It’s a little known fact that visiting California’s Yosemite National Park in snow season — when it’s not only cold, but dark and a little lonely — is one of the best times to see one of most beautiful places in the world.
In the early morning hours, after pulling back the blinds in your warm cabin in Half Dome Village to gaze up toward Glacier Point Apron, you’ll be rewarded with views of the nearly 1-mile-wide, 3,000-foot-tall swath of black granite coated in white.

A few hours later, when the sun is high in the sky and glimmering down on the face, the snow melts and then it slides.
When small chunks of ice rattle down the wall, it sounds like a shaking crystal chandelier. When ice blocks or rocks tumble down, the boom echoes throughout the Valley.
To longtime Yosemite local Jason Torlano, these golden hours, when the walls are coated in bonded snow — albeit at times loosely — are the moment he waits for all year so he can go skiing.
Now 41, Torlano’s called the park home for 40 years. “I learned playing around the boulders when I was 5 or 6 how snow stuck to [them] and that you could ski it,” Torlano told GrindTV from his home in Sugar Pine, California, about 35 minutes from the park’s south entrance.
“It became a passion since I was a little kid. Looking up at these nooks and crannies, I ended up wanting to climb or ski them.”

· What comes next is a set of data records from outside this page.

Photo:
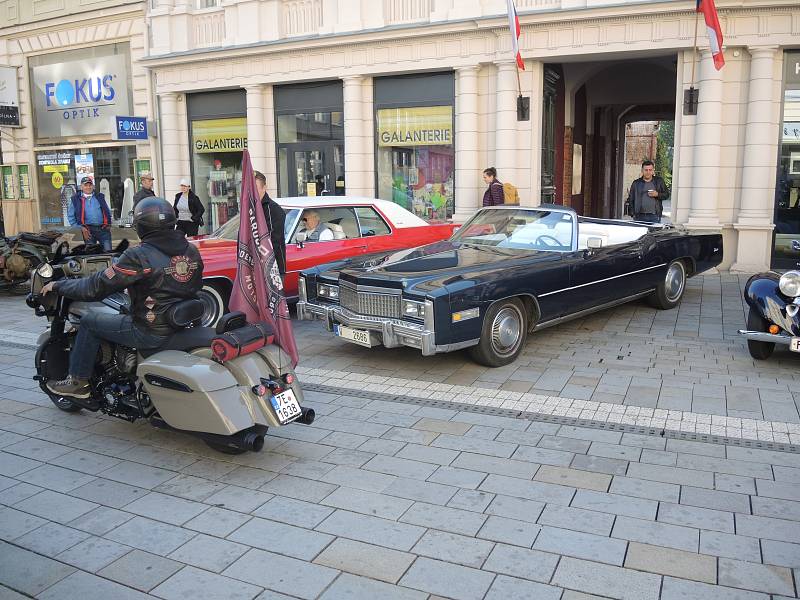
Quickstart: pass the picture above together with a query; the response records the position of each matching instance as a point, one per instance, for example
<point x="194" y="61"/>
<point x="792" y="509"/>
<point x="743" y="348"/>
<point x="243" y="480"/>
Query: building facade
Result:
<point x="409" y="100"/>
<point x="78" y="66"/>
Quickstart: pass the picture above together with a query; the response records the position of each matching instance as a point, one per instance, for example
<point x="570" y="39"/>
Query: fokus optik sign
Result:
<point x="78" y="97"/>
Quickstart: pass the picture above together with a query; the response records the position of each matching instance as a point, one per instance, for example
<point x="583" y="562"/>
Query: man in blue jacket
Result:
<point x="90" y="212"/>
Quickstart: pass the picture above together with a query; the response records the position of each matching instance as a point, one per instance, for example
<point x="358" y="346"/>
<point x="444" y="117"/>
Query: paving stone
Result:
<point x="500" y="466"/>
<point x="286" y="575"/>
<point x="509" y="531"/>
<point x="515" y="508"/>
<point x="454" y="581"/>
<point x="759" y="578"/>
<point x="194" y="583"/>
<point x="293" y="512"/>
<point x="369" y="503"/>
<point x="372" y="530"/>
<point x="507" y="588"/>
<point x="140" y="570"/>
<point x="715" y="499"/>
<point x="90" y="587"/>
<point x="209" y="553"/>
<point x="361" y="588"/>
<point x="108" y="493"/>
<point x="28" y="572"/>
<point x="93" y="554"/>
<point x="640" y="488"/>
<point x="530" y="490"/>
<point x="680" y="589"/>
<point x="668" y="561"/>
<point x="366" y="559"/>
<point x="279" y="537"/>
<point x="217" y="521"/>
<point x="521" y="562"/>
<point x="51" y="539"/>
<point x="573" y="478"/>
<point x="454" y="476"/>
<point x="46" y="504"/>
<point x="729" y="546"/>
<point x="702" y="518"/>
<point x="150" y="536"/>
<point x="446" y="519"/>
<point x="607" y="580"/>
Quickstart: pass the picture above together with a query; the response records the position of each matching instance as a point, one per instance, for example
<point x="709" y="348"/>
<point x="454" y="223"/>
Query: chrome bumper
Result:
<point x="392" y="333"/>
<point x="761" y="336"/>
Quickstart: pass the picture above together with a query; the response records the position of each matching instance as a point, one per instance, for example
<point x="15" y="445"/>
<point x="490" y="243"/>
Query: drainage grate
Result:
<point x="572" y="421"/>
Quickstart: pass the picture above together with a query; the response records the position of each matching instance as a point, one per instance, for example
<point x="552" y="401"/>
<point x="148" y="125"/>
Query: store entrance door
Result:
<point x="315" y="169"/>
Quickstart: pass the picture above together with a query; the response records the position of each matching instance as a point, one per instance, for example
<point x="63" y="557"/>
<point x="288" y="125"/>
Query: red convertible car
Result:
<point x="356" y="225"/>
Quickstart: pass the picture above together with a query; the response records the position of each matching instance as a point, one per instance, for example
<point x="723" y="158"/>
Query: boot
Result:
<point x="71" y="387"/>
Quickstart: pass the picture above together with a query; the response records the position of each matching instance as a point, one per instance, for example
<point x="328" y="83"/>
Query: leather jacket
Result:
<point x="164" y="270"/>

Since age 17, Torlano’s completed 32 first ski descents, including LeConte Gully, Taft Point, Crocker Point, Clouds Rest and Dewey Point.
From some of these descents you can see El Capitan, Yosemite Falls and Half Dome.
Staying alive

Safely descending gullies in Yosemite Valley requires great patience and precise timing. “You have to make sure it’s cold enough so there isn’t rock and stuff falling,” Torlano says.
“You [also] have be off the ski descent by the time the sun is hitting the walls. Once it does, it all starts crumbling. It’s really dangerous — wet slides and everything.”
Perfect powder and 3,000-foot runs
One of the challenges of backcountry skiing in Yosemite Valley is the almost constantly changing snow conditions. However, it is possible to ride fresh powder from the rim of the Valley to the floor.
This was the case in 2011, when JT Holmes and Torlano descended the narrow chute called LeConte Gully, located a quarter mile west of Half Dome Village.
LeConte Gully is horrendously exposed at times, and a wrong turn or misstep will lead to certain death from falling off the cliff.
That day, “it was top to bottom perfect powder,” Holmes told GrindTV from his home in Squaw Valley, California.
When and where to ski

Though conditions vary year to year, the best time to visit Yosemite to backcountry ski is typically in March.
Take the steep and winding Highway 41 up to the Yosemite Ski and Snowboard Area, then skin 5 to 10 miles into the backcountry.
“Then you camp or ski the same day,” Torlano says.
What you need to know

Skiers and split-boarders need to carry traditional avalanche gear (beacon, probe, shovel) and be equally strong in both ski mountaineering and rock climbing.
“You need to know how to make natural anchors, hammer in pitons, place ice screws and use self-arrest poles,” Torlano says.
“And you need to be familiar with Yosemite.”
Ride Half Dome
Though Torlano’s skied 32 descents in the park and even repeated many of them, there is one prize he has not completed. This is the 400-vertical-foot Half Dome Cables Route.
It sports a “3-inch veneer of snow and ice … [on a] 47-plus-degree pitch,” Outside has reported.
Jim Zeller rode the line on his snowboard back in March 2000.
“I’ve gone up to try it, but conditions weren’t right,” Torlano says.